306.            I am not saying that a superior court judge, acting in the proper exercise of his discretion under s. 24(1)  ought never to stay a proceeding. It may be the only sanction open to him if measures he directs to expedite matters are not complied with. It may also be possible to imagine a case where an accused has been charged with a relatively minor offence and such serious delays have occurred, possibly including periods of incarceration, that it will be obvious that the only appropriate and just remedy dictated by the Charter  will be a stay. But generally, as I have said, the proper course for a superior court judge to take is to refrain from attempting to remedy past delays. The trial judge who ultimately hears the case will generally be far more cognizant of the facts and have at his disposal a wider array of possible remedies. He will be in a better position to respond to the obvious intention of the Charter  than an appropriate and just remedy be afforded having regard to the circumstances.

 

307.            Since I do not think a separate non‑Charter  jurisdictional question is involved in this case, which might have made certiorari or prohibition an appropriate remedy, I have confined my remarks to the s. 24  remedy. From such application, neither the Charter  nor the Criminal Code  makes any provision for appeal and I do not think it lies within the province of the courts to create one. It may well be, however, that there is an appeal to this Court with leave from the superior court as the court of final resort.

 

308.            I am of the view, then, that the matter should be returned to the preliminary hearing magistrate and that the question of unreasonable delay within the meaning of the Charter  should ultimately be dealt with by the trial judge if the accused is committed for trial.
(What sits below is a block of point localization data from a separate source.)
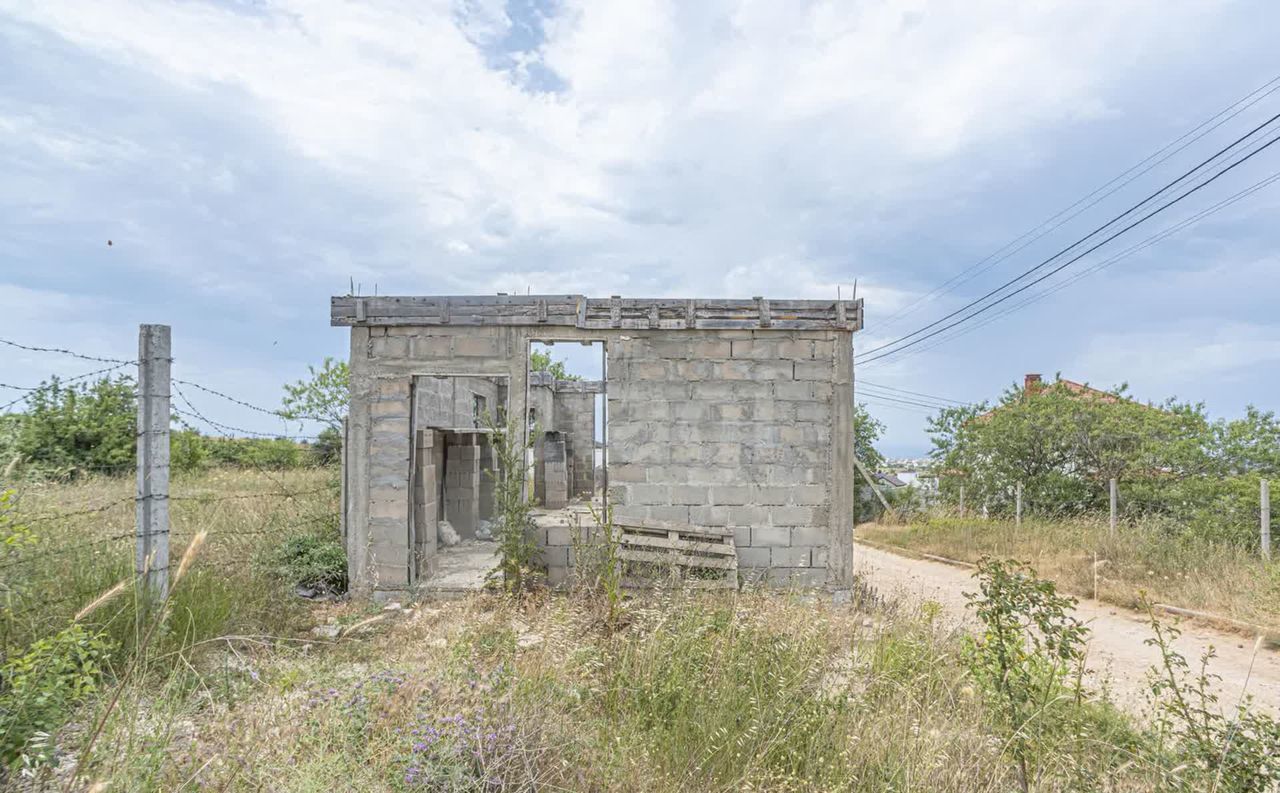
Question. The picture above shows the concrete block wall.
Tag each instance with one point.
(730, 429)
(575, 417)
(426, 507)
(746, 429)
(462, 476)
In dealing with this issue, the trial judge should not consider himself fettered by Osborne J.'s finding regarding unreasonableness or the Court of Appeal's dismissal of the appeal from his decision. The issue considered by Osborne J. was whether the delay constituted a jurisdictional ground giving rise to a remedy under prerogative writs, and the appeal to the Court of Appeal could only be from a decision on an application for such a writ. The issue before those courts was very different from one where it is sought to determine whether there was delay sufficient under s. 24(1)  to allow a court to fashion an appropriate and just remedy, a remedy that might well fall short of aborting the proceedings. The trial judge will be in a better position to determine this issue, particularly given the state of the record. Finally, I do not think it changes anything to categorize the remedy sought from Osborne J. as an application for a s. 24(1)  remedy because the remedy sought for and considered by Osborne J. was one seeking a stay because the delay was so unreasonable as to warrant the granting of that remedy.

 

309.            I am by no means sure how successful courts can be in remedying delay by means of Charter  remedies. There are many systemic problems the solution of which must be found elsewhere. Still, I think courts should not shirk on occasion from exercising a stay, even where the cause is systemic. However, I do not think it is the intention of the Charter  that courts should automatically allow persons guilty of serious criminal acts to go free simply because someone has caused delay that can be regarded as unreasonable. That approach has now worked in the United States. Courts have recoiled from using such a drastic remedy and so are often left with no remedy at all. As I mentioned, I am not sanguine that courts can, in the exercise of Charter  jurisdiction, do as much as one would wish to prevent delay. On the other hand, I do not see that we should denude ourselves of possible additional instruments that can be devised by an imaginative use of s. 24(1)  of the Charter .

 

310.            For these reasons, I agree with McIntyre J. that the appeal must be dismissed and the matter returned to the provincial court for completion of the preliminary inquiry.

 

Appeal dismissed, Dickson C.J. and Lamer and Wilson JJ. dissenting.

 

                   Solicitors for the appellant: Julius Melnitzer and D. Fletcher Dawson, London.

 

                   Solicitor for the respondent: The Ministry of the Attorney General for Ontario, Toronto.